Familles de France et la CGT s’inquiètent d’une remise en cause des avantages familiaux
Familles de France et la CGT ont critiqué vendredi des pistes d'économies envisagées dans un récent rapport demandé par le Premier ministre Sébastien Lecornu et qui propose 4,2 milliards d'euros d'économies sur les politiques familiales.
La CGT accuse le gouvernement, qui planche sur le projet de budget et le projet de loi de financement de la Sécurité sociale, de préparer "des économies au détriment des familles et des étudiants, "malgré un excédent" de 1,2 milliard de la branche famille de la Sécurité sociale.
"Il n'est nullement question d'en faire bénéficier les familles, le gouvernement entend au contraire mettre en œuvre de nouvelles mesures d'économies ou procéder à une réorientation des fonds existants", dénonce vendredi le syndicat dans un communiqué.
Un rapport des Inspections générales des affaires sociales (Igas) et des finances (IGF), daté de juin et repéré le 12 août par le journal les Echos, propose au gouvernement près de 2,5 milliards d'euros d'économies à court terme et jusqu'à 4,2 milliards à long terme sur les politiques familiales.
"Autant de dépenses supplémentaires que les parents et leurs enfants devront supporter si elles sont mises en œuvre", relève la CGT, qui dénonce notamment la "réduction des APL pour les étudiants" ou "la suppression de la réduction d’impôt pour frais de scolarité", qui "viendra alourdir davantage le coût de la scolarité et des études pour de nombreux ménages".

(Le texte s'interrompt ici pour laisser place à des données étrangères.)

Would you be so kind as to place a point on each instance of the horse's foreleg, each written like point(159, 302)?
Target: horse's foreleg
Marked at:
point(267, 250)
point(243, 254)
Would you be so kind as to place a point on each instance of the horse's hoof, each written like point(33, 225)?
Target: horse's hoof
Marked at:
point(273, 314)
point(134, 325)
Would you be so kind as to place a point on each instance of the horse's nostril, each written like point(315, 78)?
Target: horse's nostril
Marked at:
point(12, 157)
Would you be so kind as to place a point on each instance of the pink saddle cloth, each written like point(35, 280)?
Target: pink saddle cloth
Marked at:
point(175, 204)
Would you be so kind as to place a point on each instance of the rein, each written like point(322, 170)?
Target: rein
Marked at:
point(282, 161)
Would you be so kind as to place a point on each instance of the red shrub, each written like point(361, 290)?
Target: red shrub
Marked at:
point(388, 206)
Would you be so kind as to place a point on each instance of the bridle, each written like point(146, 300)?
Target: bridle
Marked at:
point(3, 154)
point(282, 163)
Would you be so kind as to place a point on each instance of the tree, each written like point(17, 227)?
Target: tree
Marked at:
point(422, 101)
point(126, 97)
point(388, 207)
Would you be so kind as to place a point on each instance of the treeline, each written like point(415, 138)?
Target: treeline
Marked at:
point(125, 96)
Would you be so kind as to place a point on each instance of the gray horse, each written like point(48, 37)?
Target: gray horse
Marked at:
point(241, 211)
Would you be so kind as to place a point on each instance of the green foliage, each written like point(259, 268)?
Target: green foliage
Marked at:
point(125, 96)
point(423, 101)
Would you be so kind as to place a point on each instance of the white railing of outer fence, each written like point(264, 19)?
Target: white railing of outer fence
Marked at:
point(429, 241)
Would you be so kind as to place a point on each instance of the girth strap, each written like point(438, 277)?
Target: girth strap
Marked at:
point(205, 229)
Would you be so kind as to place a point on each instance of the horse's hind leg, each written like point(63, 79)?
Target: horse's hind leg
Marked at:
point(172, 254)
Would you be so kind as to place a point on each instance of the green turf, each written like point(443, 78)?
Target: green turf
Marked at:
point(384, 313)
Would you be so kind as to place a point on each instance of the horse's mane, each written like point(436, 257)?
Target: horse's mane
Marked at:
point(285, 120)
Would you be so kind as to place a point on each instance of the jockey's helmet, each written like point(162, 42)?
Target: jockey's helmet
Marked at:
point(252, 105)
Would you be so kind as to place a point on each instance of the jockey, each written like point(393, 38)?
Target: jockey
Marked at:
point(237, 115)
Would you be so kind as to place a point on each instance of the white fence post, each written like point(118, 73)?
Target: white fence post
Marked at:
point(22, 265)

"L'harmonisation à la baisse de certaines prestations, au motif qu'elles bénéficieraient davantage aux familles les plus aisées" remet "fondamentalement en cause le principe d'universalité de la Sécurité sociale", que la CGT "entend défendre sans concession".

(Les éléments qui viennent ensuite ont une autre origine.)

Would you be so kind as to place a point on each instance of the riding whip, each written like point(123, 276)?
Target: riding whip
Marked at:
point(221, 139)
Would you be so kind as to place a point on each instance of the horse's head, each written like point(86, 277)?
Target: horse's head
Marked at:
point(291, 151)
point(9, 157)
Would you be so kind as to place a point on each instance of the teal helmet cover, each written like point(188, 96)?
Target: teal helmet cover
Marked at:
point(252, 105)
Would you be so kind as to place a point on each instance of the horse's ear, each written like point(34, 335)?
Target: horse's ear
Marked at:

Familles de France a mis en garde de son côté contre une éventuelle remise en cause de la majoration de pension de 10% accordée aux parents de trois enfants ou plus, évoquée dans ce rapport, qui suggère de la remplacer par une majoration forfaitaire de 125 euros par mois.
Pour Familles de France, "les droits familiaux à la retraite" "constituent une forme de reconnaissance de l’investissement des parents dans l’éducation des enfants et de la contribution des familles à l’avenir de la société".

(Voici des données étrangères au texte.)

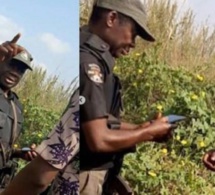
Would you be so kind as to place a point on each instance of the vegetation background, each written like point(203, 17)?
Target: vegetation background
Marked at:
point(174, 75)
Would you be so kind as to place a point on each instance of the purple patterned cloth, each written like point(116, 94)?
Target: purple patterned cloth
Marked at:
point(61, 150)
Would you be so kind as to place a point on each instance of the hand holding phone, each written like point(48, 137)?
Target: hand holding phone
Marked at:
point(175, 118)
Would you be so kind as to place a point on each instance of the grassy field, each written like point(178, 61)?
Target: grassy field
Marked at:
point(174, 75)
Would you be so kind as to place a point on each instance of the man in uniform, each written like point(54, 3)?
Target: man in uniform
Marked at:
point(14, 61)
point(57, 158)
point(110, 34)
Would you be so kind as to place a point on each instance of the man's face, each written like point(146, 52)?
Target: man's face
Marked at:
point(11, 73)
point(121, 38)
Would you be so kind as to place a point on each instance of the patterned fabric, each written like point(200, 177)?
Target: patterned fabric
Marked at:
point(61, 150)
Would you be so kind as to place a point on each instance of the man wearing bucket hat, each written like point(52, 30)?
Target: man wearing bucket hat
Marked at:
point(14, 61)
point(110, 34)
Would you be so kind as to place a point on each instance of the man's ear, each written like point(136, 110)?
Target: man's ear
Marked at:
point(112, 18)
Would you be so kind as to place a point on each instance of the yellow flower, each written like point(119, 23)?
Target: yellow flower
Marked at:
point(202, 144)
point(135, 84)
point(199, 77)
point(203, 94)
point(194, 97)
point(151, 173)
point(183, 142)
point(140, 71)
point(164, 151)
point(178, 138)
point(147, 84)
point(115, 68)
point(39, 135)
point(159, 107)
point(173, 152)
point(15, 145)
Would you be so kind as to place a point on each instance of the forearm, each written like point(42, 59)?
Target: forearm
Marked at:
point(128, 126)
point(33, 179)
point(116, 140)
point(16, 153)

La fédération d'associations estime que "réduire ces droits au nom de la seule recherche d’économies pourrait conduire à fragiliser davantage les pensions de personnes dont les carrières ont déjà été affectées par les responsabilités familiales".
Les carrières des femmes en particulier "restent souvent marquées par les interruptions d’activité et le temps partiel liés à l’arrivée et à l’éducation des enfants", souligne-t-elle.
L'organisation demande à l'exécutif de "ne pas faire des familles une variable d'ajustement budgétaire" et "de garantir que toute évolution des droits familiaux à la retraite ne se traduise pas par une diminution du niveau de pension des parents".